My Experts Predict The 2018 World Series

“The Yankees will bash their way to the AL pennant. In the end, Washington will prevail, thanks to its stars – and, yes, a little luck.” – Sports Illustrated, 2018 MLB Preview

Sports Illustrated’s  pre-season World Series picks have been amazingly consistent:

2017 – Dodgers (wrong). 2016 – Astros (wrong). 2015 – Indians (wrong). 2014 – Nationals (wrong). 2013 – Nationals (still wrong). 2012 – Angels (wrong).  2011 – Red Sox (wrong). 2010 – (I’ve lost interest).

Sports Illustrated has never correctly predicted the World Series winner in its annual MLB Preview. Well, maybe they have. I don’t know. I got bored around 2010.

All I DO know is that my team of experts – first gathered in 2015 – has never been right and during that same period neither has Sports Illustrated.  To be fair, my panel has also included cats and, in 2016, a one-eyed possum and a crow.

(You gotta give SI credit … totally burned by the Nationals in 2013 and ’14, and they’re picking them again this year. Like Selena Gomez who can’t kick Justin Bieber to the curb, they’ve been screwed over – time and again – but SI just can’t quit the Nats. )

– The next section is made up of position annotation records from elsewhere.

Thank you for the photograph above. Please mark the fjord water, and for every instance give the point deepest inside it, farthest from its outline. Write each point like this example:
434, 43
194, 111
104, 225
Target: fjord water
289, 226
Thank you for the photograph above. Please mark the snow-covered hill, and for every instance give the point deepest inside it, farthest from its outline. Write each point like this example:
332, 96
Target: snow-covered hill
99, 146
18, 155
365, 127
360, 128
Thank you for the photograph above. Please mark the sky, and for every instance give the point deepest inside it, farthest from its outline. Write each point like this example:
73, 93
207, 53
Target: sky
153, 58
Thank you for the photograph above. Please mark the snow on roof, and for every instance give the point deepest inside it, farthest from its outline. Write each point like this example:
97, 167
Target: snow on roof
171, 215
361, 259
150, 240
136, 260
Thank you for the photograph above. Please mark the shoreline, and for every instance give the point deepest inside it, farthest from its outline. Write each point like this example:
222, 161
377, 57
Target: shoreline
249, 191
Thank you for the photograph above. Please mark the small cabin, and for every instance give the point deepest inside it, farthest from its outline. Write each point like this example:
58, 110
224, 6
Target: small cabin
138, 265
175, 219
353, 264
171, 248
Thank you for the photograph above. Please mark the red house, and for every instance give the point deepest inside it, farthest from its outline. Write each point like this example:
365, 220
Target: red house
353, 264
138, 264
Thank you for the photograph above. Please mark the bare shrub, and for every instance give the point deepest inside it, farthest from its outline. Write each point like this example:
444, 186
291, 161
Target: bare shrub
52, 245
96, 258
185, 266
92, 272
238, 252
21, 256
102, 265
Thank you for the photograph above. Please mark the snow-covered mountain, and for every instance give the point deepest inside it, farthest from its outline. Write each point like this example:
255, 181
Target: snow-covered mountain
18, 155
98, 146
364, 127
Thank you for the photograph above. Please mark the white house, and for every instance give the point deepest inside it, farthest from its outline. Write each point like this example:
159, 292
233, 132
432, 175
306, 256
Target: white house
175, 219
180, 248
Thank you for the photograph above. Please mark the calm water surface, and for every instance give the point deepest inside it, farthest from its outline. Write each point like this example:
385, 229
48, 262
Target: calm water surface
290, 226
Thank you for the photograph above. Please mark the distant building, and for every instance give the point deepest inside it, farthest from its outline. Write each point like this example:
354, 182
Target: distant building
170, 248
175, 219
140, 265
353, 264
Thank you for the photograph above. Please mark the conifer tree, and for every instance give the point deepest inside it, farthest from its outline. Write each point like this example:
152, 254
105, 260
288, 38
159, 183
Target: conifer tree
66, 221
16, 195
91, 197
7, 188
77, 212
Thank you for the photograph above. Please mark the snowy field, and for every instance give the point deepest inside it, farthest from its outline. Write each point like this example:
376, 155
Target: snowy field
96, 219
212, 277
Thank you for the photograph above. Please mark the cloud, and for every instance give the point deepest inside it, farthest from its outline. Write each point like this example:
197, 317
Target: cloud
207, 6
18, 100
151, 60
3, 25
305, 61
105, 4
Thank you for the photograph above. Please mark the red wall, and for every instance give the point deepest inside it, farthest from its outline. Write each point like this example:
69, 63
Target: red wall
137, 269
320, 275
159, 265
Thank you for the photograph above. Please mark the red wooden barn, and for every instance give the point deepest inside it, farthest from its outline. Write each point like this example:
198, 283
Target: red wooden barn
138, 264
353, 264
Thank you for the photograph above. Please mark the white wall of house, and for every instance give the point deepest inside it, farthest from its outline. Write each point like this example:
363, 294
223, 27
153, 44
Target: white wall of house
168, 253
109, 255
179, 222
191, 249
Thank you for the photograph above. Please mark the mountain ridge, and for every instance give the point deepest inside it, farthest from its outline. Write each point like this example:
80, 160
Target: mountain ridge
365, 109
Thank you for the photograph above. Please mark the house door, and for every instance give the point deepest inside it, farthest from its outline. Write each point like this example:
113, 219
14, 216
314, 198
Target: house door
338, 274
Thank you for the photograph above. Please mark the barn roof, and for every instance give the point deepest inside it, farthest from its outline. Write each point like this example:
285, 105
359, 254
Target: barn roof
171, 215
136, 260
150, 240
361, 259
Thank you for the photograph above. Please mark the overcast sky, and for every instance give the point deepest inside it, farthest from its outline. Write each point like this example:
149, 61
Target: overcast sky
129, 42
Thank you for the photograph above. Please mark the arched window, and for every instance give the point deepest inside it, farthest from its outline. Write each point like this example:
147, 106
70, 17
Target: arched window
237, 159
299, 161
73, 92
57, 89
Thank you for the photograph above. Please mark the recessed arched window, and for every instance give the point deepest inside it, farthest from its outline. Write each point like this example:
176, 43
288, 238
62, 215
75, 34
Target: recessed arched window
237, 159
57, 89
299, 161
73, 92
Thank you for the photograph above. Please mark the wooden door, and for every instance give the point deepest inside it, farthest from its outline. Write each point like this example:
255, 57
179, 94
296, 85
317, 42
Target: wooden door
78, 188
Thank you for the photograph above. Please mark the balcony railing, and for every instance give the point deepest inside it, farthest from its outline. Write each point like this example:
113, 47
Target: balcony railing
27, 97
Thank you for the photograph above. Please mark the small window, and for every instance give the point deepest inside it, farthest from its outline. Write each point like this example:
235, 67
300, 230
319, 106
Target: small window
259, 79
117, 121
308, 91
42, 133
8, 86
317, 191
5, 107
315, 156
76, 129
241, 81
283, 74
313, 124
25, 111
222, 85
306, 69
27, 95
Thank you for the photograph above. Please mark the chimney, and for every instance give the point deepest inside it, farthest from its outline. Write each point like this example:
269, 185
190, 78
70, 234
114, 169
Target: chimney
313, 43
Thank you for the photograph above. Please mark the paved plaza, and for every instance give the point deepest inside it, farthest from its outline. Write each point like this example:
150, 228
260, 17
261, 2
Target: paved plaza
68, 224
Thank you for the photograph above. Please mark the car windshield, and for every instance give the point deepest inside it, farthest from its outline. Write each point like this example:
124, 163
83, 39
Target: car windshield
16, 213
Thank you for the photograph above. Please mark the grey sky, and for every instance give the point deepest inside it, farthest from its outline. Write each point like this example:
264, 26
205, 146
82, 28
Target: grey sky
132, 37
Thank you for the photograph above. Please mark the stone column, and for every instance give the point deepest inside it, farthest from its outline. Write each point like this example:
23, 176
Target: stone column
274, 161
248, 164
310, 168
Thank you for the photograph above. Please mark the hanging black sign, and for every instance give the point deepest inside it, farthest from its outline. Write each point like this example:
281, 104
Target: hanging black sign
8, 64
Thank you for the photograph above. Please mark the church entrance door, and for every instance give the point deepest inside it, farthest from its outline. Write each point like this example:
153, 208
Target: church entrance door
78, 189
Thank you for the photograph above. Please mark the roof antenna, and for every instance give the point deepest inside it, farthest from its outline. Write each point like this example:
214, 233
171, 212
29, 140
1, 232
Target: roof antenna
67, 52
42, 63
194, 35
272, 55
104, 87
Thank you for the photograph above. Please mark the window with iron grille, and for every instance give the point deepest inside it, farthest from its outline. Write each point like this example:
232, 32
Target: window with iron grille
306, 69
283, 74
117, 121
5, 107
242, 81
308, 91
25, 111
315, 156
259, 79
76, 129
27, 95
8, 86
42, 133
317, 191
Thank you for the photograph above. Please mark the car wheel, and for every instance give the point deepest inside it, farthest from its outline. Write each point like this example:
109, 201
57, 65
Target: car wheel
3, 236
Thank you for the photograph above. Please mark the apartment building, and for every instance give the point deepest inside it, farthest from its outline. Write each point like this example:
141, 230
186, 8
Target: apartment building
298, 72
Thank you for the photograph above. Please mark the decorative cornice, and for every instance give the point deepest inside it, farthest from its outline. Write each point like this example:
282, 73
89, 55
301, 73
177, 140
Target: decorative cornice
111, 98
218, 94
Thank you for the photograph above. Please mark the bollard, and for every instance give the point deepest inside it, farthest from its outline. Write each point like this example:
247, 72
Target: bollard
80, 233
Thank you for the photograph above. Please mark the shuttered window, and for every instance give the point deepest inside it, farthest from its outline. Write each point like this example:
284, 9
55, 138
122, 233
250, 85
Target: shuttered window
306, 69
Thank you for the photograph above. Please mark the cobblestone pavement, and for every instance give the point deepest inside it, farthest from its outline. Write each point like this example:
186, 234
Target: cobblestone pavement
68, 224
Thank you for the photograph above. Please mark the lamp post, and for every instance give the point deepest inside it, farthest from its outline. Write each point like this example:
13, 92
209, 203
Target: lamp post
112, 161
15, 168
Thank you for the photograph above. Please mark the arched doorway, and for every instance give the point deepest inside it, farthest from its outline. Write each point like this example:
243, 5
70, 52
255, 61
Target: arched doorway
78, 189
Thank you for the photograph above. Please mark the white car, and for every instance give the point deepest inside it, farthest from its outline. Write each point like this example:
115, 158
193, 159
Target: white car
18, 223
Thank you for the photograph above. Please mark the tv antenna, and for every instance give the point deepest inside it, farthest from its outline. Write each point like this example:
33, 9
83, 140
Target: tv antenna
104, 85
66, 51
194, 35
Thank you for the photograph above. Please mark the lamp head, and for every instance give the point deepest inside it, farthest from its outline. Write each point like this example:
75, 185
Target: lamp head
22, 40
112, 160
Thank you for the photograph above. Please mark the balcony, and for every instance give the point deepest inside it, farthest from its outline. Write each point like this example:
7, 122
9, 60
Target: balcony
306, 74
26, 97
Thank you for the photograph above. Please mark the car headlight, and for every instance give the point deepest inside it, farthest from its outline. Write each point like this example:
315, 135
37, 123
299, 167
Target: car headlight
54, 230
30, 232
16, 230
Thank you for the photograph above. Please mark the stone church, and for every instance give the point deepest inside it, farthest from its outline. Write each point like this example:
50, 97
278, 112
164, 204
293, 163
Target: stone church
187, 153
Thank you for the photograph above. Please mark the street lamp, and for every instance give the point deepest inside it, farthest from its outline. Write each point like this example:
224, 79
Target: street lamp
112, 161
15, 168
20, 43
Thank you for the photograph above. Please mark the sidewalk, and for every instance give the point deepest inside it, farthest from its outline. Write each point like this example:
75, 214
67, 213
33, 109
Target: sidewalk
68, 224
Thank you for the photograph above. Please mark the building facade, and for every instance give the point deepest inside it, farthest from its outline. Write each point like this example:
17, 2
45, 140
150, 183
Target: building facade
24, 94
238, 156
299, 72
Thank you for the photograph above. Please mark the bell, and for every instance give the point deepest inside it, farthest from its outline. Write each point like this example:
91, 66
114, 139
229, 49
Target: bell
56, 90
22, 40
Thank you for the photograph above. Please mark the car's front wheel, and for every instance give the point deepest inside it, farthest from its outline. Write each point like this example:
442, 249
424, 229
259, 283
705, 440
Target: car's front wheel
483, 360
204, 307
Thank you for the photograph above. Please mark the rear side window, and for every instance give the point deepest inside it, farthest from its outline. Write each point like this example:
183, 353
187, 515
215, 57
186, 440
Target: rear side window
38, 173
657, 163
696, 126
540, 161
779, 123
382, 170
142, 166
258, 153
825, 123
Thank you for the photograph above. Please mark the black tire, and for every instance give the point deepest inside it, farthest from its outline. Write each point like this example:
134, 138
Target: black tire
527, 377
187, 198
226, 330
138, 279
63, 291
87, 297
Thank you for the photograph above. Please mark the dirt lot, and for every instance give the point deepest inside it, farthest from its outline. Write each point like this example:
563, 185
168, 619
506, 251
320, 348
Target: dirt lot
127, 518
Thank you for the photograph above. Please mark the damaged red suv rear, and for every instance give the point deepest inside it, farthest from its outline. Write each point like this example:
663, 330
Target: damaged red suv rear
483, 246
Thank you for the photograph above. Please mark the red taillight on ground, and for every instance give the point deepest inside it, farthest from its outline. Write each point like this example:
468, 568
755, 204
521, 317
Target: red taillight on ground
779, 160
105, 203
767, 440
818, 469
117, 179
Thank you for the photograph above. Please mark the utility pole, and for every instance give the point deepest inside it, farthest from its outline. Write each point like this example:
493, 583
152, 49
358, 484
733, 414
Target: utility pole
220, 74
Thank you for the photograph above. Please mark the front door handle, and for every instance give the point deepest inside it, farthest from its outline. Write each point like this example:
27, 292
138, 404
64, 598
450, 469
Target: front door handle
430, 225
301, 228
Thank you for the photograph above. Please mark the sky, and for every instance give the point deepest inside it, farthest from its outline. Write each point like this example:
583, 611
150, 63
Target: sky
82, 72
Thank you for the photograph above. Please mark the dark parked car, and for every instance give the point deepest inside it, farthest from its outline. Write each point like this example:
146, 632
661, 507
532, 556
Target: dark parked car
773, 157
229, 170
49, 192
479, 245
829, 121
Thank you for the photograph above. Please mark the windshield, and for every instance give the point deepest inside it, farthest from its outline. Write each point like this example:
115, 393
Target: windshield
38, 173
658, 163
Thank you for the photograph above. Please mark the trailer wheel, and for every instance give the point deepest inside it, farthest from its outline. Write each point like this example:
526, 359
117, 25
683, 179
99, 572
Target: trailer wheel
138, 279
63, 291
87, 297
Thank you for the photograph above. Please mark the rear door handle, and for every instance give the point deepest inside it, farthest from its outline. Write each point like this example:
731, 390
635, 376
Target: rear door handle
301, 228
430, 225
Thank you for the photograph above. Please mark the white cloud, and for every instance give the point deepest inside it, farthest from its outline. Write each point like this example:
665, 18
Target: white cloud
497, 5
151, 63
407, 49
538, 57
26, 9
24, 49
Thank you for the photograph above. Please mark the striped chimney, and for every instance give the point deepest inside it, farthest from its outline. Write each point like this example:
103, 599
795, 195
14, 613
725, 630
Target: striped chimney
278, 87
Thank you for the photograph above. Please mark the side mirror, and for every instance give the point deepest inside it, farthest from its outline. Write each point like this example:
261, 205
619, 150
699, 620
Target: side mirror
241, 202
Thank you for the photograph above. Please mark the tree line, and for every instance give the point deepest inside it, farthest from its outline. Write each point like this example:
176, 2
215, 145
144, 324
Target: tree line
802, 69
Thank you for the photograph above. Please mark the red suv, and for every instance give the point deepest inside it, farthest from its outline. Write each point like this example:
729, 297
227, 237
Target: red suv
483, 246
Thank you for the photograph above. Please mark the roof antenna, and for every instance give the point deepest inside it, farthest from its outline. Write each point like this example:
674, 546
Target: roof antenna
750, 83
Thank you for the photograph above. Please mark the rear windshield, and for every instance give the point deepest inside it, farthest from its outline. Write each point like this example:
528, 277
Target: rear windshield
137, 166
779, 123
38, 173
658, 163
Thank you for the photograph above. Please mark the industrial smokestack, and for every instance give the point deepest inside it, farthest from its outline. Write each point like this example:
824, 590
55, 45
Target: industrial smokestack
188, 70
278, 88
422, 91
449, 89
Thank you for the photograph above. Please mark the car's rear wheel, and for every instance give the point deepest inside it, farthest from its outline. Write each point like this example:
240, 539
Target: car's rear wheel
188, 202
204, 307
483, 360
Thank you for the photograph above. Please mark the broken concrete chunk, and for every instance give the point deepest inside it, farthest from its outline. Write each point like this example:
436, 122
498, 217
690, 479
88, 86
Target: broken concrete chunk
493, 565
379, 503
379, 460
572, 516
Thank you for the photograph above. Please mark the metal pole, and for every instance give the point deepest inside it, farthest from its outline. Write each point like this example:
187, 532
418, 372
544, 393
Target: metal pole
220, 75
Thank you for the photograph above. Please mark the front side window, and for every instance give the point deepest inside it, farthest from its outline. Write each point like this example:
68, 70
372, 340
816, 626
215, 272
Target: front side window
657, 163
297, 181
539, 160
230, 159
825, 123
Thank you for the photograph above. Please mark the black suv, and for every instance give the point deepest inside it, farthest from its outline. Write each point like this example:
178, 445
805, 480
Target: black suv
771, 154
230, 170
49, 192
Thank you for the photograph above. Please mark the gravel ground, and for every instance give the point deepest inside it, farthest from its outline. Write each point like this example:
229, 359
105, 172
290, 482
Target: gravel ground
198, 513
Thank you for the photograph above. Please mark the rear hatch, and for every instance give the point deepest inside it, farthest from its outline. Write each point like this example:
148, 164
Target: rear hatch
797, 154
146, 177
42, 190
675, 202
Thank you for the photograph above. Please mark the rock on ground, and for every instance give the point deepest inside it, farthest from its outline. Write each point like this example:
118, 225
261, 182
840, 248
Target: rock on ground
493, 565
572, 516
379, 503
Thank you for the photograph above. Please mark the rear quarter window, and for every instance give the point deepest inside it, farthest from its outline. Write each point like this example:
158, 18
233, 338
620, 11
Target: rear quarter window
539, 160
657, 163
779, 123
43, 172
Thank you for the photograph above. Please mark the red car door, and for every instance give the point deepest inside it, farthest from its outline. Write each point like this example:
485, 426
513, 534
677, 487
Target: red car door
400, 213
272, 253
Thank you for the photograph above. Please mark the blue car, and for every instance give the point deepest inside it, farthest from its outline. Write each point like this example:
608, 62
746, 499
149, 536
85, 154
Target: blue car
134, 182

My experts can already tell you, SI will be wrong.

My crackerjack panel of experts – which includes people who don’t even like baseball – will probably be wrong, too.

But, my panel has another incentive: If their team actually wins their division – just their division, that’s all I ask – I will bake cookies for them.

It happened last season.

Here’s Victoria, now 4, enjoying her cookies. (She correctly picked the Indians to win the AL Central.) (Yes, I baked cookies and brownies. I’m swell.)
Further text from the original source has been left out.